State of the Instance (September 2021)
Boy oh boy.
Database woes
So moving the database to block storage didn't help as much as I expected. In fact, the performance degraded very quickly, the server got painfully slow and there were timeouts and 500 errors all over the place. I'm sure you remember.
The obvious solution was to double the server plan - more on that later - and move the database back to the larger SSD. Which worked for a while.
Except I fucked that up.
The crash
6th of September
I finally got around to upgrading the server plan. As always with potentially dangerous operations, I made backups of the database and, just in case, a snapshot of the entire instance. After the server upgraded, I stopped Pleroma and copied the entire database folder to the SSD. Performance instantly skyrocketed and everything seemed well.

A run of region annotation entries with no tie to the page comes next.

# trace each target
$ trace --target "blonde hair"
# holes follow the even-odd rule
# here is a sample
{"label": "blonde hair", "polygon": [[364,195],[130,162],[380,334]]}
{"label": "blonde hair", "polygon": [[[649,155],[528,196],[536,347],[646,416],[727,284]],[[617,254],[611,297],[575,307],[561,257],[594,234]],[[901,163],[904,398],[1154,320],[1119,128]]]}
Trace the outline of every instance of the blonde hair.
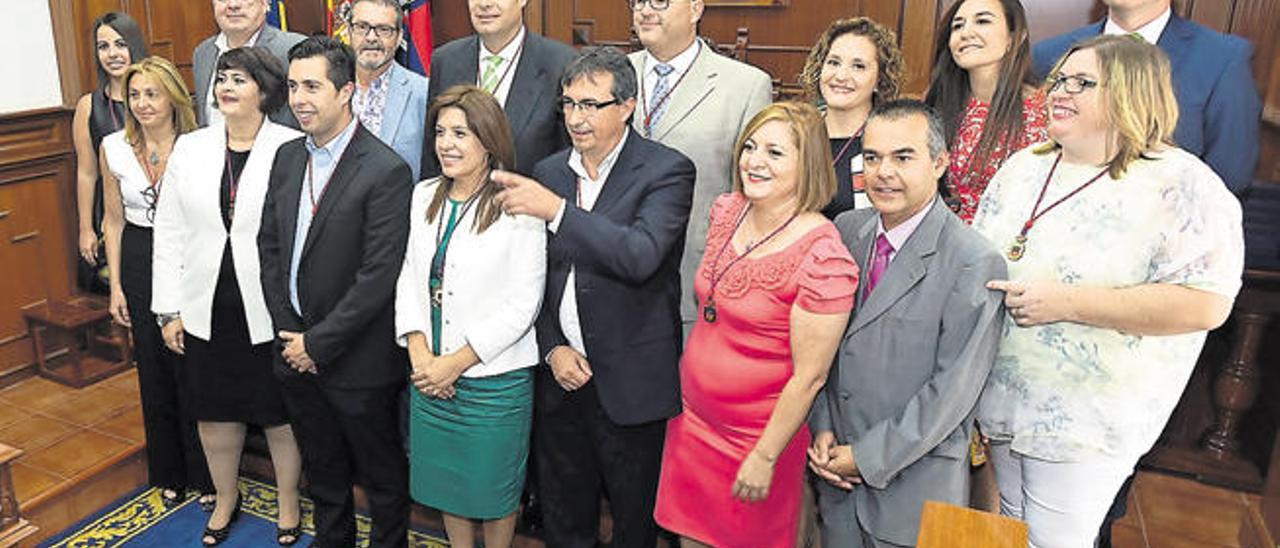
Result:
{"label": "blonde hair", "polygon": [[[1100,36],[1076,44],[1053,64],[1050,78],[1062,69],[1066,58],[1093,50],[1098,58],[1098,93],[1106,120],[1115,128],[1116,150],[1107,161],[1112,179],[1125,169],[1162,146],[1174,146],[1178,127],[1178,99],[1169,58],[1160,47],[1130,36]],[[1046,86],[1052,83],[1046,82]],[[1061,145],[1050,141],[1036,149],[1037,154],[1057,151]]]}
{"label": "blonde hair", "polygon": [[141,125],[138,119],[133,117],[133,109],[129,105],[129,82],[133,82],[133,77],[142,74],[150,77],[155,81],[165,95],[169,96],[169,104],[173,106],[173,132],[174,136],[180,136],[183,133],[196,129],[196,111],[191,109],[191,93],[187,92],[187,85],[183,83],[182,74],[178,73],[178,68],[173,65],[168,59],[152,55],[141,61],[129,65],[128,70],[124,73],[124,141],[129,145],[138,146],[141,143]]}
{"label": "blonde hair", "polygon": [[[822,113],[808,102],[782,101],[760,110],[742,129],[733,145],[733,157],[742,157],[746,140],[769,122],[782,122],[791,131],[799,165],[796,173],[796,213],[820,211],[836,196],[836,172],[831,165],[831,140]],[[742,174],[733,166],[733,192],[742,192]]]}

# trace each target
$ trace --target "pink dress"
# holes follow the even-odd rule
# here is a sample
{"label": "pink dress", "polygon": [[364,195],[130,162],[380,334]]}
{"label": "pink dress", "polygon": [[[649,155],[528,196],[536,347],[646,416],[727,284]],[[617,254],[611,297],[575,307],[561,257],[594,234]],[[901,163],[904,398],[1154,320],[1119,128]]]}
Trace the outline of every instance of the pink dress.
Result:
{"label": "pink dress", "polygon": [[956,127],[955,140],[951,142],[951,165],[947,166],[947,191],[960,200],[956,215],[965,223],[973,223],[973,214],[978,213],[978,201],[987,189],[987,183],[996,175],[1000,164],[1005,159],[1030,145],[1048,140],[1048,110],[1044,108],[1044,92],[1036,91],[1023,99],[1023,134],[1014,146],[997,143],[992,157],[977,173],[969,170],[974,164],[974,152],[978,141],[982,140],[982,128],[987,123],[987,111],[991,106],[974,97],[969,97],[965,105],[964,117]]}
{"label": "pink dress", "polygon": [[[699,311],[714,254],[746,206],[739,193],[716,198],[707,252],[694,279]],[[724,250],[719,269],[735,256]],[[785,250],[745,257],[716,287],[717,318],[699,320],[680,361],[684,412],[667,423],[658,480],[658,525],[717,547],[790,547],[800,517],[809,429],[778,456],[768,497],[733,498],[737,469],[755,447],[791,378],[791,306],[817,314],[854,306],[858,266],[829,222]]]}

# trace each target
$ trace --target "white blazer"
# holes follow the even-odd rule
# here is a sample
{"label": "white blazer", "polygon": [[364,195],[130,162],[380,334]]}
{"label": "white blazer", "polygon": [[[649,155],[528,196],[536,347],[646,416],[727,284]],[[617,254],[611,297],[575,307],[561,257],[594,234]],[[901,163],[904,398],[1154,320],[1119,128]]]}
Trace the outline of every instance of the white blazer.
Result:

What I didn't realize is that before copying the folder, I forgot to stop the database process as well. For this reason, the database started to slowly become inconsistent... (More technical explanation at the bottom of the page.)
8th of September
The inconsistencies eventually started to manifest, mainly by very high response time and errors creeping up again. Not knowing the cause, I rebooted the server and... the database process refused to start. Not even with a proper error message, it just got some internal error and exited right after starting.
Time to panic!
The funniest part was that to make a proper backup or restore one, you also need a running database process. After a while, it dawned on me what the problem was but it was too late to fix anything.
I launched a restore of the snapshot and went drinking because what the hell.
The recovery
9th of September
When I woke up around noon, the restore was complete. Except I missed the fact that there wasn't a functional database to use - in the snapshot, it still pointed to the folder on the block storage and that one was inconsistent too because of technical reasons. (Bottom of the page.) So the database process was still as dead as before.
Well, it was time to nuke the database folder and restore the database backup from scratch. I was aware this would take a long time but I underestimated how long that would be.
10th of September
The restore was still running.
11th of September
Still running...
12th of September
In the evening, the restore was finally over. I checked everything was okay this time and launched the instance.
For about four hours, the performance was terrible. Presumably the instance was catching up on remote posts. After that, though, everything was blazing fast as it should.
The loss
So a consequence of these events, apart from the long outage, is that roughly two days of posts made between 6th and 8th of September are lost.
I'm deeply sorry for that.
Scaling up
So yeah, I've doubled the instance plan. This means:
- double the CPU cores
- double the RAM
- double the SSD space
- double the monthly cost, but it's manageable so far
It seems we've already surpassed pre-August levels of performance! This should be more than enough for the months to come.
New emoji
I've added a few autism zodiac signs on request. Then, for completeness, I've added some more.
Technical details on the crash
So about copying the folder...
Linux processes can keep files open for longer periods of time. Since I didn't kill the Postgres process, it kept a few files open while I copied the folder. The folder name actually stayed the same - the normal location is /var/lib/pgsql
, which I kept. However, when moving it to the block storage a month ago, I've made this folder a symbolic link to a different folder on the block storage partition.
So I first removed the symbolic link and then copied the actual folder back to the SSD. Now, newly opened files got picked up from the new SSD copy, while the persistently opened file descriptors would still point to the old copy. This effectively corrupted both copies at the same time.
Would merging the two copies together and keeping the more recent file instances work? Probably, but I wouldn't trust such a homunculus. Plus I only thought of this while the restore was already running.
(I know, this all is mostly about September events. I planned to do the DB move right around the 1st and then quickly write this up, not expecting things to go south. Next month I'll try to post on the 1st as supposed to.)